Well, it settled it, then. If the mountain was too much of a coward to face Hajime it seemed like Hajime had to go to the mountain. Quite literally. He had saved all his earnings from his part-time job, cashed out his savings, and borrowed the rest from his parents but god damn it, he had decided to make to America even if he had to swim across the ocean. 

His plan had been to track Tooru down at his dorm at the campus. He could afford the shitty hostel room only for two nights, so there was no time to waste. Then he had noticed an Instagram update of Tooru at some bar. Green Gin Mill, the location tag had said and narrowed his search quite significantly. 

The picture had been a bit fuzzy but in it Tooru – in some kind of angel costume, it seemed – was hugging some guy dressed as a doctor.
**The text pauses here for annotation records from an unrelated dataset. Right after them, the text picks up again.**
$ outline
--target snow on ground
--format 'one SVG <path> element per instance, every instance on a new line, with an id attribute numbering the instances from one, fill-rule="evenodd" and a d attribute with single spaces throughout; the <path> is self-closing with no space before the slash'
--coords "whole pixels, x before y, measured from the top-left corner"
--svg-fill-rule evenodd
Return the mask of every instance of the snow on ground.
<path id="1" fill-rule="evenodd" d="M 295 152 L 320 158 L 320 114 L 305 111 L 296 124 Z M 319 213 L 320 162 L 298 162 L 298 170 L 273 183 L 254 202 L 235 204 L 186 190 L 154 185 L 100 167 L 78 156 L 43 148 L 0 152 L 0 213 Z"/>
He was kissing the guy’s cheek and flashing a peace sign, and the guy was winking at the camera with a stupid smirk plastered on his face. 

Someone bumped into Hajime and threw a quick “sorry” over their shoulder before carrying on with the crew. Automatically Hajime bowed and was about to apologize when something green caught his eye couple bars down the street. Finally. 

Like an oasis at the rough sea, a bright green neon sign of a windmill blinked over the crowd in the sleet rain. The wings of the mill rotated on repeat, and “Green Gin Mill” read on the plate. With new determination, Hajime strode through the flow of drunken university students in his wet sneakers. 

The bar was a little hole in the wall with half of its customers spilling out to the street. He squeezed through the door and was greeted by the buzz of conversation, loud music, dim lighting, and floors sticky with spilled drinks. All the tables and seats were taken, so he searched for a corner where he could scan the crowd without being in the way. 

Finding an angel with chocolate brown hair out of the sea of colorful Halloween costumes proved to be quite difficult. It was like looking for Waldo in a crowd of other Waldos. 

Hajime was about to check his phone again in case Tooru’s group had changed locations when he spotted a familiar doctor costume at the bar trying to maneuver two beers through the gridlock of people trying to order. He was almost a head taller than others and broad-shouldered, so he stood out somewhat in his white doctor jacket and head mirror. 

He reached the guy just as he sat down at his table packed with other students. Tooru was nowhere to be seen, though.

“Excuse me,” Hajime said and patted the guy’s shoulder. He silently cringed at his heavy accent. 

“Yeah?” the guy looked up at him, and the conversation died at the table. 

“Erm, you don’t know me but – “ 

“Sorry, I can’t hear you,” he interrupted and pointed at his ear. “You’re gonna have to speak up!”

Awkwardly Hajime leaned closer. He caught a whiff of the guy’s aftershave. Had Tooru smelled this, too, when he had been necking with him? 

“I’m a friend of Oikawa’s!” Hajime shouted to the guy’s ear. “Can you tell me where he is?” 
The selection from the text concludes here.